Wed, December 25, 2014, 18:00-20:00

25 December 2014, 18:00 - 20:00 
 

The Berg Institute will host Dr. Tatiana Borisova from the National Research University Higher School of Economics in Saint Petersburg for a lecture, titled:: History of Firearms Private Possession in Russia: What a Preliminary Comparison with the US Can Tell Us. Dr. Borisova is currently a visiting scholar at the Institute. The event will take at the Sonia Kossoy Conference Room (307), on the 3rd floor of the Faculty of Law Trubowicz Building.

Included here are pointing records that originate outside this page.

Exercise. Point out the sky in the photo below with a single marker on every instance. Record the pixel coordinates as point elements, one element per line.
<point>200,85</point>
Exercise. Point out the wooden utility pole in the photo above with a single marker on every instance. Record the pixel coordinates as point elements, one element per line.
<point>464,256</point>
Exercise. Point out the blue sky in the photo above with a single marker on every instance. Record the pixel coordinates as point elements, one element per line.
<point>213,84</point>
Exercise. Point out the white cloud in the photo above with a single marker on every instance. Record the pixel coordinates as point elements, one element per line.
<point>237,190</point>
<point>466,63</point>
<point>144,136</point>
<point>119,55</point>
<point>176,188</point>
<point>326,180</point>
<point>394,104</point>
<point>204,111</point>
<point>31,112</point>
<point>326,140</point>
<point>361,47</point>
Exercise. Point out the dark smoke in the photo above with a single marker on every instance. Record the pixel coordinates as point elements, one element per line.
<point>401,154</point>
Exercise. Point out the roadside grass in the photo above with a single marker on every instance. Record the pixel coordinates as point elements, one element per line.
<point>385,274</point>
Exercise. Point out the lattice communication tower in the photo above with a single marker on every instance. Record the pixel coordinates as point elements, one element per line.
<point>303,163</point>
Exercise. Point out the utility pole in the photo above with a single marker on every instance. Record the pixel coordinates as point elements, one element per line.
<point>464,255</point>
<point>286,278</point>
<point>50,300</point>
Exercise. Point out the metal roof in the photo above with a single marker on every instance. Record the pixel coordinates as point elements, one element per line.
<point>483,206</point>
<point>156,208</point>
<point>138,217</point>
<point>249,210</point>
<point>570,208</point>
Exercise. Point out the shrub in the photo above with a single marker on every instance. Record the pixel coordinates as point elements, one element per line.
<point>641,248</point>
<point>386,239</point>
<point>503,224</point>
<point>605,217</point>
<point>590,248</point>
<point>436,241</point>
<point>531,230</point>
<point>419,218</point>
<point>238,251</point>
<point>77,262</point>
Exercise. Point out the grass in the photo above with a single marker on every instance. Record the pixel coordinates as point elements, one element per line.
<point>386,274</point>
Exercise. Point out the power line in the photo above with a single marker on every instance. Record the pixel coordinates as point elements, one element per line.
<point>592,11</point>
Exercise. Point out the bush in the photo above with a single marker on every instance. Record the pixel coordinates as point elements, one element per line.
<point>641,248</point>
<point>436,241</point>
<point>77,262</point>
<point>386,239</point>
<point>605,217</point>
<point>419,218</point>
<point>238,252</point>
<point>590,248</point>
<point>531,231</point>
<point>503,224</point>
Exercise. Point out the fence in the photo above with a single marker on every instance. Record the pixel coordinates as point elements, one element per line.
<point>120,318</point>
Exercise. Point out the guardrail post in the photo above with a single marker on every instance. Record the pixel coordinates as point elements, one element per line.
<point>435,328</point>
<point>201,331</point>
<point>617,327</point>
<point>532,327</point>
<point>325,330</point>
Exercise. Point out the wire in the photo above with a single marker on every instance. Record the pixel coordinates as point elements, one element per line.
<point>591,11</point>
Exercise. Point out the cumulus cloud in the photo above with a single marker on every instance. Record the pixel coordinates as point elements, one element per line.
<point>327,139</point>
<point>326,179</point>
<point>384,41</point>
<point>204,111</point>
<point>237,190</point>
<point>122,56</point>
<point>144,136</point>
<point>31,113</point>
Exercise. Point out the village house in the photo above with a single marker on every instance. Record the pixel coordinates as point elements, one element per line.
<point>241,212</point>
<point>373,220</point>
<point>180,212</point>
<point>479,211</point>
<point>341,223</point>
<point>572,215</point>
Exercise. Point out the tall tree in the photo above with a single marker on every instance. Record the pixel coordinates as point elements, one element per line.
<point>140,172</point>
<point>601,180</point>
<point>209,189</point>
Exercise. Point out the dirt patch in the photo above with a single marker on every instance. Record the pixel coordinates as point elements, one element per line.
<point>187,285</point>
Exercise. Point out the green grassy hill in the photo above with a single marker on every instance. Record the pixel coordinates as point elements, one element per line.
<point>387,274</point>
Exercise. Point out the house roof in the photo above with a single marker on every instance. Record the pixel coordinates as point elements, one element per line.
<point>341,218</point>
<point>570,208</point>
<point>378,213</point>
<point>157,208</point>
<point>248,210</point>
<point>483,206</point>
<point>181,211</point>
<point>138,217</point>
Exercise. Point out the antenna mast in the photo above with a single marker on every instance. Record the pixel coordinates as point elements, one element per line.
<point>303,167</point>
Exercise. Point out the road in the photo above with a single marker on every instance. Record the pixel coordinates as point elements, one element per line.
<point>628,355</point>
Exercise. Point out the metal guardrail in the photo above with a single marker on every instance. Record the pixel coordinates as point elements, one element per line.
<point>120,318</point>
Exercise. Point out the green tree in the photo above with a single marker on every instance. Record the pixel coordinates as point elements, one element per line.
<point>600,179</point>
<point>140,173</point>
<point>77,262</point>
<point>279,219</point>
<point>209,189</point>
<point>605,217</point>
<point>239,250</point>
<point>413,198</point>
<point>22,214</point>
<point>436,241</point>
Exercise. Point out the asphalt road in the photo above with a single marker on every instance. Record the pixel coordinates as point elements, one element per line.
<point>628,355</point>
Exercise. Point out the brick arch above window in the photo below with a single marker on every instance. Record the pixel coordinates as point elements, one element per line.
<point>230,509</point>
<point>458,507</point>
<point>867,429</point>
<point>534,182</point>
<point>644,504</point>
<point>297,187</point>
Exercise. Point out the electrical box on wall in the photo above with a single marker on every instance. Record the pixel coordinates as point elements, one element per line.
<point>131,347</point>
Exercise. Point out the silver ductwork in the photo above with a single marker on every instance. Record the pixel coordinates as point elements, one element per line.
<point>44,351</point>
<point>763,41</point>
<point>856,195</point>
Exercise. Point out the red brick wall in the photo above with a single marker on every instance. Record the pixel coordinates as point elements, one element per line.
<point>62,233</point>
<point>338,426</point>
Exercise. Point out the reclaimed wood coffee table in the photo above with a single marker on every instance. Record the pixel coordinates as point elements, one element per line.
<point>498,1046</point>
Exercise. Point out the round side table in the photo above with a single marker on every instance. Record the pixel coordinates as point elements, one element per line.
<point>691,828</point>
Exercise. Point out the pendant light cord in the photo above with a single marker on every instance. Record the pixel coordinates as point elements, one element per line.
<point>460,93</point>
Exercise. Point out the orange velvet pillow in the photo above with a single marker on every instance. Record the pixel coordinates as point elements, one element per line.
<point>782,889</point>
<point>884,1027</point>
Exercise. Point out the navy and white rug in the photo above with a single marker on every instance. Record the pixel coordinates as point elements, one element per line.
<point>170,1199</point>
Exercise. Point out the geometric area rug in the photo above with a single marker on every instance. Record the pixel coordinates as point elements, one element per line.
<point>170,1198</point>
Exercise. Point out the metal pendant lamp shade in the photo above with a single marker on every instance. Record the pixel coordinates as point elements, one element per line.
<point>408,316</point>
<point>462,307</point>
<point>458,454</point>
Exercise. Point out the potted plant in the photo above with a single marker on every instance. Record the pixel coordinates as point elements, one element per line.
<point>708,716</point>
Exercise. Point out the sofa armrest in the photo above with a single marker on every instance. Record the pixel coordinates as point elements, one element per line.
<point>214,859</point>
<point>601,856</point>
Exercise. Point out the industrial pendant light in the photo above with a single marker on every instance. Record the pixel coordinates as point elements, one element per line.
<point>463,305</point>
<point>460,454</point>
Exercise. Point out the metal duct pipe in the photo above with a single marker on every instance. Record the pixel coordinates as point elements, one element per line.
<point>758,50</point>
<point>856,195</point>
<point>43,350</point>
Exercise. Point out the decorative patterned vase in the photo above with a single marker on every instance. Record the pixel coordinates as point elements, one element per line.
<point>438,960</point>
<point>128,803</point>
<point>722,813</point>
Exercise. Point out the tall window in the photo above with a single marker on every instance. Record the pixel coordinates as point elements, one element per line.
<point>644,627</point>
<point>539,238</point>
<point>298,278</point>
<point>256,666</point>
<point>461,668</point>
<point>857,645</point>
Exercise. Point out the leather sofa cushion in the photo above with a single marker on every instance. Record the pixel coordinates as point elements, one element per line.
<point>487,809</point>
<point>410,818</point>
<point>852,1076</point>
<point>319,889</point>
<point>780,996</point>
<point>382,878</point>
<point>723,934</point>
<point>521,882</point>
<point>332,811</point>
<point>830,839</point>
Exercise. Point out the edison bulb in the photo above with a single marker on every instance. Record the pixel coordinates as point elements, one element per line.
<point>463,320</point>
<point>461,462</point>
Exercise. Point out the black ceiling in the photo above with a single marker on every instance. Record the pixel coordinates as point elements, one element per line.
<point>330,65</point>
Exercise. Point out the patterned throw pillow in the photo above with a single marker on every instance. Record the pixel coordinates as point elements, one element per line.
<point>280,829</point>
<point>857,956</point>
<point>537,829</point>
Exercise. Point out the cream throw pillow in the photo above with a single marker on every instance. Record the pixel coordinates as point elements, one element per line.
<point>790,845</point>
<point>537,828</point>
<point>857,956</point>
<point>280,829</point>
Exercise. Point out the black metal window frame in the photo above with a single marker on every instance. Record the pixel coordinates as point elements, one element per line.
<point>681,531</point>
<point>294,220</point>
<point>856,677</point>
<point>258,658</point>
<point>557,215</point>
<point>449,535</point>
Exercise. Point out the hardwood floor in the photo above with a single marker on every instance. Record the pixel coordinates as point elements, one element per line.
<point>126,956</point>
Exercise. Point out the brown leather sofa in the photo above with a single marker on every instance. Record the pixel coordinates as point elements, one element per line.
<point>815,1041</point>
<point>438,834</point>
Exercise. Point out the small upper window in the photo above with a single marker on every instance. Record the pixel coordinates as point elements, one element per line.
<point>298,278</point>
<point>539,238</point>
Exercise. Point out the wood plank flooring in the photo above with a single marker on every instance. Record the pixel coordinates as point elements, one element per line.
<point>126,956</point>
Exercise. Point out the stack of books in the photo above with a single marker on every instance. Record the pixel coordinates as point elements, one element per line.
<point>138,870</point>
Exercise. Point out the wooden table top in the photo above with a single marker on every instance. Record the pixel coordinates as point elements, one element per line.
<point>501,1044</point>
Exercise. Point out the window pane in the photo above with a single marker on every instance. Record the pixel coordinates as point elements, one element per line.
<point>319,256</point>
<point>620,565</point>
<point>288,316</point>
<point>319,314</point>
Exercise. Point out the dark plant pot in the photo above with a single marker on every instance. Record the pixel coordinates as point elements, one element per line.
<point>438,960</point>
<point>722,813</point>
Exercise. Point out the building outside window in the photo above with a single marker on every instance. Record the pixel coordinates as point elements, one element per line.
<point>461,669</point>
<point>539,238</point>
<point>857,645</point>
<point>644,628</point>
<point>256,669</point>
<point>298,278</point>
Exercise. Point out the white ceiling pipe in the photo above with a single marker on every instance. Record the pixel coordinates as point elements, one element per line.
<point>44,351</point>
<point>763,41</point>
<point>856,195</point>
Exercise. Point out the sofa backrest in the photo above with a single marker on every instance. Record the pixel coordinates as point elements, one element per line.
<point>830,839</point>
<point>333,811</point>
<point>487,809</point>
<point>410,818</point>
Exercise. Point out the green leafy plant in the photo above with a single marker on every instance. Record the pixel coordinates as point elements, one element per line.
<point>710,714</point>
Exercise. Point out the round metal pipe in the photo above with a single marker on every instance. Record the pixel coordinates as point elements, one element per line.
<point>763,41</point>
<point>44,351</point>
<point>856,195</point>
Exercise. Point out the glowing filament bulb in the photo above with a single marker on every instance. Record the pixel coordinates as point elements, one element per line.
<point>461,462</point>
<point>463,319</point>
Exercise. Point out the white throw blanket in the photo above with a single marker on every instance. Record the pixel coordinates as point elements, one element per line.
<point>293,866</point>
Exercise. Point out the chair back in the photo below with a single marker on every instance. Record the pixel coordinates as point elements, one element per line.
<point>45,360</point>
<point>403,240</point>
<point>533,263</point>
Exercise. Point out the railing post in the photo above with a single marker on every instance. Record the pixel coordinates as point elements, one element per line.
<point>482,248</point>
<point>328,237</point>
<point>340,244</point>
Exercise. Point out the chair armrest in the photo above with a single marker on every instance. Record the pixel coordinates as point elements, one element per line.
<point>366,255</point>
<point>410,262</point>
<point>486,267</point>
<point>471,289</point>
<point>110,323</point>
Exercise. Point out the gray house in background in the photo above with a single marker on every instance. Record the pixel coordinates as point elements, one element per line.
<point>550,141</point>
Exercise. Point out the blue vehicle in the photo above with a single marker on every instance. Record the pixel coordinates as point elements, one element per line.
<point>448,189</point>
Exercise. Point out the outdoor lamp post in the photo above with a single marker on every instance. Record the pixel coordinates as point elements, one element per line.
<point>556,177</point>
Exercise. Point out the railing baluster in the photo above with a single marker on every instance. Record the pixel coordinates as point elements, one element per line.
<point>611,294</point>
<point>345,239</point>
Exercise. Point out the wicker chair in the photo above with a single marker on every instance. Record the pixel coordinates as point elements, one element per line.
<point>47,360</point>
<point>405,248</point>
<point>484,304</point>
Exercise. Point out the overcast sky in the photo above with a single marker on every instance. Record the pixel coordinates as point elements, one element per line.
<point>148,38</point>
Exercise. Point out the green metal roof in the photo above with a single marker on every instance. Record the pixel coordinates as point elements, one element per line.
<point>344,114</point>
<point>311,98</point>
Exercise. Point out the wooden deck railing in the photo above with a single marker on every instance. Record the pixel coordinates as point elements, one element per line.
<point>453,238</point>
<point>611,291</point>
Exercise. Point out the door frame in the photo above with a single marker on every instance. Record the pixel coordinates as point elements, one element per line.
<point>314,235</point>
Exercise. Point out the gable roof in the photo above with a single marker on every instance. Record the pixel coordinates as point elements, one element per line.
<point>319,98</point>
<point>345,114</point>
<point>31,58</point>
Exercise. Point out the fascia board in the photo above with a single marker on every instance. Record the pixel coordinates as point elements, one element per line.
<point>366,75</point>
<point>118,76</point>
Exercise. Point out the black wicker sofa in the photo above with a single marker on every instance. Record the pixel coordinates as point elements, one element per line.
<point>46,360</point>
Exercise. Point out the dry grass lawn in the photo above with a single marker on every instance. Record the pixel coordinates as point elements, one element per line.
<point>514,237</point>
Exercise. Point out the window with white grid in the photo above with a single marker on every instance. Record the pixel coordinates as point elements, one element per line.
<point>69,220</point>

William Blackstone in his Commentaries called the right of firearms private possession the fifth of “auxiliary subordinate rights of the subject, which serve principally as barriers to protect and maintain inviolate the three great and primary rights, of personal security, personal liberty, and private property”.

 

Needless to say, Russian history of the 19th - 20th centuries witnessed a chain of violations of the three primary rights, and their articulation itself might seem missing in the Russian context. Nevertheless, contrary to some superficial observations, empirical research proves that personal security, private property and personal liberty were present in some forms in Russia in the course of the 19th - 20th centuries and even earlier.

 

Indeed, a sketchy analysis of regulations assures us that the law of the Russian Empire and some periods of Soviet history favored a permissive rather than a restrictive approach in the sphere of regulation of private possession of firearms. Also in the Soviet and post-Soviet period the enforcement of anti-gun legislation has been weak. The regulation of gun possession is thus challenging to the traditional image of the oppressive Russian state.

 

The regulations changed radically in early Soviet Russia, when firearms possession was strongly attributed to ruling class, and the Bolshevik Party members got procedural privileges in firearms acquisition. At the same time, usage of firearms for hunting and sports was highly propagated and accessible for the masses.

 

The analytical framework of international scholarship of the private possession of firearms is overwhelmingly conceptualized within the Anglo-American constitutionalist tradition and the discourse of political rights, an approach that is often considered irrelevant and misleading for Russia. Usage of this framework for analysis of Russian firearms private possession is certainly a challenge. In Dr. Borisova’s talk she intends to demonstrate that the challenge can be beneficial, in the sense that confronting the constitutionalist framework can provide a more acute understanding of Russian law concepts and ideology.

 

Indeed, if right was missing in the black-letter and concept of Russian-Soviet law, what was the theoretical basis for providing a rather permissive, not restrictive, approach in the sphere of regulation of private possession of firearms?